Forçoso destacar que o locatário, caso venha expressa uma cláusula no contrato de aluguel, é o responsável pelo pagamento do IPTU do imóvel locado, contudo, esta obrigação particular (muito corriqueira nas atividades locatícias) vincula apenas as pessoas que estão arroladas no contrato de aluguel, ou seja, o pacto particular não força a Fazenda Pública Municipal cobrar o crédito tributário diretamente daquele que não possui o animus domini do imóvel (o locatário).
Respeitando-se o art. 22, VIII da Lei nº 8.245/1991, havendo previsão expressa no contrato de aluguel de que o locatário é obrigado a pagar o IPTU do imóvel alugado e, mesmo assim, não paga, o locador, para não sofrer com as sanções fiscais, deverá pagar o imposto e, por consequência, terá o direito de ingressar com ação judicial para rever o valor pago pelo imposto.

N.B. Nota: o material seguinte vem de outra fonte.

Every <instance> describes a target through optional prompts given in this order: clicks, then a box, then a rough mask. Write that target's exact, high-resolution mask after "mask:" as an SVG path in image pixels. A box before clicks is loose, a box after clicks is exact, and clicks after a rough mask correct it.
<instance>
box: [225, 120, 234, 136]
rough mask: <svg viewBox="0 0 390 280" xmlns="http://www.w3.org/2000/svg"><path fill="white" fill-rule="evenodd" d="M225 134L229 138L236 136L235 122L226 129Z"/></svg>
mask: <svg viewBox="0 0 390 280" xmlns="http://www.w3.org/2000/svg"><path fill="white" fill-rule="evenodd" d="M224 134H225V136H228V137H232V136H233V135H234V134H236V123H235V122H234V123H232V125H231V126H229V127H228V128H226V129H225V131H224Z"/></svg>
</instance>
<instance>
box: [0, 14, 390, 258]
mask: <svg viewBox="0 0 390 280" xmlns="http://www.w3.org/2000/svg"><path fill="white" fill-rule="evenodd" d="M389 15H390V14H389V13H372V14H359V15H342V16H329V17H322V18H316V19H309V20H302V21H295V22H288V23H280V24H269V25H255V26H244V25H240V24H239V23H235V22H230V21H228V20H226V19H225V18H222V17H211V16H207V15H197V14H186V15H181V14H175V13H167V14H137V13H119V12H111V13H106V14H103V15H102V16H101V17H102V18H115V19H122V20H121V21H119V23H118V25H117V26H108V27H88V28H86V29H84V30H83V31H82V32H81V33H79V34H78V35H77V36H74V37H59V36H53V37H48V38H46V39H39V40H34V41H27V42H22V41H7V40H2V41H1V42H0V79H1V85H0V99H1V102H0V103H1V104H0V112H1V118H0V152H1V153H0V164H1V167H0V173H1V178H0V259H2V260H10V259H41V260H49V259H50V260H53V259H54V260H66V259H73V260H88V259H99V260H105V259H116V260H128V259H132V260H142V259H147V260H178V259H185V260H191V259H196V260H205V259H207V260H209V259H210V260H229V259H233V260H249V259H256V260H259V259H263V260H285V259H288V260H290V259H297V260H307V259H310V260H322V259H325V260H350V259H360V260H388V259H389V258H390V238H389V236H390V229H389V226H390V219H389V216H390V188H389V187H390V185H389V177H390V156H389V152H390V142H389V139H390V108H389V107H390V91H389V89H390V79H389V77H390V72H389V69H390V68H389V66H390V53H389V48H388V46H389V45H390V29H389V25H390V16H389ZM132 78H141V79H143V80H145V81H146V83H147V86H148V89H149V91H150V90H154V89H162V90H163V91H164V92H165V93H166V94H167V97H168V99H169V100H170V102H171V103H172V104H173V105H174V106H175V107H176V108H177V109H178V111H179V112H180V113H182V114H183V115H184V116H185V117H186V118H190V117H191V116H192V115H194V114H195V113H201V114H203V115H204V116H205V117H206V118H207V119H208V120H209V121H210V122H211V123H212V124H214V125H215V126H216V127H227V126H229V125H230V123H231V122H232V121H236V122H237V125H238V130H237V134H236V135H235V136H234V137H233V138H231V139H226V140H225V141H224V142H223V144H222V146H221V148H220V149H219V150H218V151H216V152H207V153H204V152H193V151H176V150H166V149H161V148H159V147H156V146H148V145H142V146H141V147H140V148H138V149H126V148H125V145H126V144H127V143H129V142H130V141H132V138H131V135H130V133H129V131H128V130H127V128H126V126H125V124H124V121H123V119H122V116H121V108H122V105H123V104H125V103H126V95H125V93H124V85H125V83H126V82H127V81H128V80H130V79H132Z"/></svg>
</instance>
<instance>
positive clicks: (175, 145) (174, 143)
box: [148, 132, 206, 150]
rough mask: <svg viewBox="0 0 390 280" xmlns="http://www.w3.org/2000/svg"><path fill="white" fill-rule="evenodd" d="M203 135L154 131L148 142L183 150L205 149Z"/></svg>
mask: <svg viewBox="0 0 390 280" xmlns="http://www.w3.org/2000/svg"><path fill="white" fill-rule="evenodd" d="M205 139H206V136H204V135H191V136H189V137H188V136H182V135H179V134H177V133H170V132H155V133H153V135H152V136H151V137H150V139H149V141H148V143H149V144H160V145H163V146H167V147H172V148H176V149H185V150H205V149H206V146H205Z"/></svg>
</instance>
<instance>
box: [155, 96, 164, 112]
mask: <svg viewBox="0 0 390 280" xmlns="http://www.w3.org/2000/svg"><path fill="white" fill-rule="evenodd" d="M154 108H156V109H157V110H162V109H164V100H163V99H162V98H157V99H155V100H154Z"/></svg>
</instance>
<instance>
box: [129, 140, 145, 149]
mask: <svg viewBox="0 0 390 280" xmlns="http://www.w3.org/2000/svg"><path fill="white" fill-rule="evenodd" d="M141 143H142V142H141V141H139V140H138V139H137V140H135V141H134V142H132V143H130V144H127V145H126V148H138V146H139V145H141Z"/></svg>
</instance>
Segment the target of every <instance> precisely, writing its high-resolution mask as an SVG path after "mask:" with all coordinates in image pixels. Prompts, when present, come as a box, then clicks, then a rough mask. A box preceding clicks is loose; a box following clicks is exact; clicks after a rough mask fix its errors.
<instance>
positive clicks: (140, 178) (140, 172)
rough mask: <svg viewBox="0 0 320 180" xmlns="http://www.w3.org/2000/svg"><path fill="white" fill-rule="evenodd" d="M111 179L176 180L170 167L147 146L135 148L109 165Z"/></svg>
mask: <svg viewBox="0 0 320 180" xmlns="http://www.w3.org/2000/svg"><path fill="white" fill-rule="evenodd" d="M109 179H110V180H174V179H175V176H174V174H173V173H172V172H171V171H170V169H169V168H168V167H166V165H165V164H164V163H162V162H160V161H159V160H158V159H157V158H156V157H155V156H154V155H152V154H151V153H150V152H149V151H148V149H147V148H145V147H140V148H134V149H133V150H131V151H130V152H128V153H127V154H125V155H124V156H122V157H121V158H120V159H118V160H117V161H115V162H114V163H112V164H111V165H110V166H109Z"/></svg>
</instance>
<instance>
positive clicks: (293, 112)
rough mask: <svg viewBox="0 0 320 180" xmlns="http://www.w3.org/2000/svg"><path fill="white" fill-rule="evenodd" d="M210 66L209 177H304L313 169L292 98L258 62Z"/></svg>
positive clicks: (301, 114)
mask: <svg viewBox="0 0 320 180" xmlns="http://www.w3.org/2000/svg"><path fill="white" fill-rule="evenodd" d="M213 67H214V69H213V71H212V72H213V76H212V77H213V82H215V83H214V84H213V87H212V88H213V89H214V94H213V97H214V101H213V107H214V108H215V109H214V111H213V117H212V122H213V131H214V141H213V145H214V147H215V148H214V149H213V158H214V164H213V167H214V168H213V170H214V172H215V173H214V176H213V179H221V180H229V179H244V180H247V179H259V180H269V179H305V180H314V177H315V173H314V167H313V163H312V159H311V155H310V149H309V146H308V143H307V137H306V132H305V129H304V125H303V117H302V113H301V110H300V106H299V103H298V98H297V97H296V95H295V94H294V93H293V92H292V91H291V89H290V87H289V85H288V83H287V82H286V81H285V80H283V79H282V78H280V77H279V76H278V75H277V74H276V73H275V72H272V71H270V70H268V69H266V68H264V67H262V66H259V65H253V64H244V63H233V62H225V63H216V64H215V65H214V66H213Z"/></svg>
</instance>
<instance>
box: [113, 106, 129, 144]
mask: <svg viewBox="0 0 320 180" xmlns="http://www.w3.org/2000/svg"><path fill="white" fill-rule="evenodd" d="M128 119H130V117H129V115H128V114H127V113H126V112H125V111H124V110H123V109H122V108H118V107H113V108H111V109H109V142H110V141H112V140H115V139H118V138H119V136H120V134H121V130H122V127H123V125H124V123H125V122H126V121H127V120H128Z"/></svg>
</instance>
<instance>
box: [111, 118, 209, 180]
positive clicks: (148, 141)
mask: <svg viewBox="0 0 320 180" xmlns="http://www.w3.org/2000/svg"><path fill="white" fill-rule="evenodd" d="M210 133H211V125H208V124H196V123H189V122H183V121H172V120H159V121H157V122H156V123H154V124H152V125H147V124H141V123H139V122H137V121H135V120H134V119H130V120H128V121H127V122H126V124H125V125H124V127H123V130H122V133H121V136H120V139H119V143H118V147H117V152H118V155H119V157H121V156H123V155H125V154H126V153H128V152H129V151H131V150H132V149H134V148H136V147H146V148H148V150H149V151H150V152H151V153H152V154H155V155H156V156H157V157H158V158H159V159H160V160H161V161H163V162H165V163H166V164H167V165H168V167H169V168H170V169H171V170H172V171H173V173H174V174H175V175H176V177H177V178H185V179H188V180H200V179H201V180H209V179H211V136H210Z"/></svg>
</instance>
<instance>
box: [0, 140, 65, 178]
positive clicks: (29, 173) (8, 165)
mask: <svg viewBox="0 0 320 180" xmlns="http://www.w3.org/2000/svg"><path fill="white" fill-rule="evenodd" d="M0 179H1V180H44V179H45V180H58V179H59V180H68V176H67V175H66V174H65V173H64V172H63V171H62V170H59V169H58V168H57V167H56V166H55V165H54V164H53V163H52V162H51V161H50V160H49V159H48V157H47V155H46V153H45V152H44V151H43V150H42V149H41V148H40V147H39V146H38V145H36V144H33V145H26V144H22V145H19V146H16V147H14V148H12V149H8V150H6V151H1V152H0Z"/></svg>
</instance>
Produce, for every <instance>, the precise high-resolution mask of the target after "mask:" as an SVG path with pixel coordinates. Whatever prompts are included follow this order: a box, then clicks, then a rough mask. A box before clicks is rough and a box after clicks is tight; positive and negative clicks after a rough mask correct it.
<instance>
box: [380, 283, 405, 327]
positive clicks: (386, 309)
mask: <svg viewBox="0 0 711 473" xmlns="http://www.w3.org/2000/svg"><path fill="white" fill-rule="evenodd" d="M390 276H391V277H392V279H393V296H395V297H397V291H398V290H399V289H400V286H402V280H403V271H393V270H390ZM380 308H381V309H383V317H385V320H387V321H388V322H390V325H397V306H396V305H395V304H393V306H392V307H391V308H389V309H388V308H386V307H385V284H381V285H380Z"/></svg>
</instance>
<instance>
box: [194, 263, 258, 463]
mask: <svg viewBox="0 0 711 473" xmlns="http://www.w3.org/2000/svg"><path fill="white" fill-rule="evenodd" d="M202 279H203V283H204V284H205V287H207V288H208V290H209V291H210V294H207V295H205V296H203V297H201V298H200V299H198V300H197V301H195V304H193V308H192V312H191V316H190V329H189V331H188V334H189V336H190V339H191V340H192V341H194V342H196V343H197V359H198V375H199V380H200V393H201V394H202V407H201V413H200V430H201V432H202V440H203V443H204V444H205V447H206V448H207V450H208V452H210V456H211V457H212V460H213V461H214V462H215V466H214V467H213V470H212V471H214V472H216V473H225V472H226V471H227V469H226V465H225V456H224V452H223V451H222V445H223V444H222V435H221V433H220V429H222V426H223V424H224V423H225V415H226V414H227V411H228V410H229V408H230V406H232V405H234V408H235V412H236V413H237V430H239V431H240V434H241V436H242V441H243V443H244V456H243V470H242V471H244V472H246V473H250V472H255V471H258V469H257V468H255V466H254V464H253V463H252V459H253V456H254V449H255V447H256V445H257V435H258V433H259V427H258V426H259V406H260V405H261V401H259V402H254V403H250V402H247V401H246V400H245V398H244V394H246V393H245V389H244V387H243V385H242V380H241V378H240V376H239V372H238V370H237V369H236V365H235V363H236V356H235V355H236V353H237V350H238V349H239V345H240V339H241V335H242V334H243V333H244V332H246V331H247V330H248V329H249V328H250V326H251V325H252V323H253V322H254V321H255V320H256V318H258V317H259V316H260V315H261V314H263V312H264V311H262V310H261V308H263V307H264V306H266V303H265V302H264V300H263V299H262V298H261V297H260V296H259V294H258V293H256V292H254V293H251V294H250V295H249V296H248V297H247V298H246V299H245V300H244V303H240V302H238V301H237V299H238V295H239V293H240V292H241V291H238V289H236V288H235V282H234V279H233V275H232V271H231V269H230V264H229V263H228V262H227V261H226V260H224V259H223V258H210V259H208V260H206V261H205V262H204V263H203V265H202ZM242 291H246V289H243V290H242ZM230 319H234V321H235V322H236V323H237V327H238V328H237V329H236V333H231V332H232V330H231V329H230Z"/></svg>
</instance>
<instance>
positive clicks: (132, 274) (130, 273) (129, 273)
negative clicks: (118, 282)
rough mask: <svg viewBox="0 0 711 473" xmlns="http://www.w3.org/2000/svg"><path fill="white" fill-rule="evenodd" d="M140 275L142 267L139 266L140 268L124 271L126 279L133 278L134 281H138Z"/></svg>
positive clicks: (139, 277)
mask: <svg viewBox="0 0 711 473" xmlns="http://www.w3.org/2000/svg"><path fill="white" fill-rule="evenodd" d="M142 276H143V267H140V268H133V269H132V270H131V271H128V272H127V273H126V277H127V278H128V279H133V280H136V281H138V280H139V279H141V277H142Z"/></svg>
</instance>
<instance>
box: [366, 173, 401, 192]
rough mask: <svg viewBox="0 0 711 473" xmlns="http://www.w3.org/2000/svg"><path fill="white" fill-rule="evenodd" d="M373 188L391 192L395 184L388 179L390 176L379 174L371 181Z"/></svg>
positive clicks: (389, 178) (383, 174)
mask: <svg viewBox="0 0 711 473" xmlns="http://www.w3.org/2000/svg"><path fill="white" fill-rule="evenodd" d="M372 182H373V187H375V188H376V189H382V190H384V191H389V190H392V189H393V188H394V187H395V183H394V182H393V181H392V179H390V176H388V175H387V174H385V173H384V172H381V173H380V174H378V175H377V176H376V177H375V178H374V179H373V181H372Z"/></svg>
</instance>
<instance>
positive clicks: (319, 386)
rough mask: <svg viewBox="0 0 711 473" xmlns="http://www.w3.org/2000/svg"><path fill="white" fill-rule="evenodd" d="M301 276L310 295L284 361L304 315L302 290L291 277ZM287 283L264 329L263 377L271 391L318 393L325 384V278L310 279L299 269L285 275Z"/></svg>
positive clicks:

Neste compêndio, o responsável pelo pagamento do IPTU, frente ao Fisco e independentemente de pacto contratual, é o verdadeiro possuidor pleno do imóvel (locador), ao passo que, em comum acordo e expresso em contrato de aluguel, poderá aquela responsabilidade ser deslocada ao locatário, que, mesmo assim, não será o responsável tributário mencionado no art. 121, parágrafo único, II do CTN, mas apenas um responsável com características contratuais pelo pacto sunt servanda.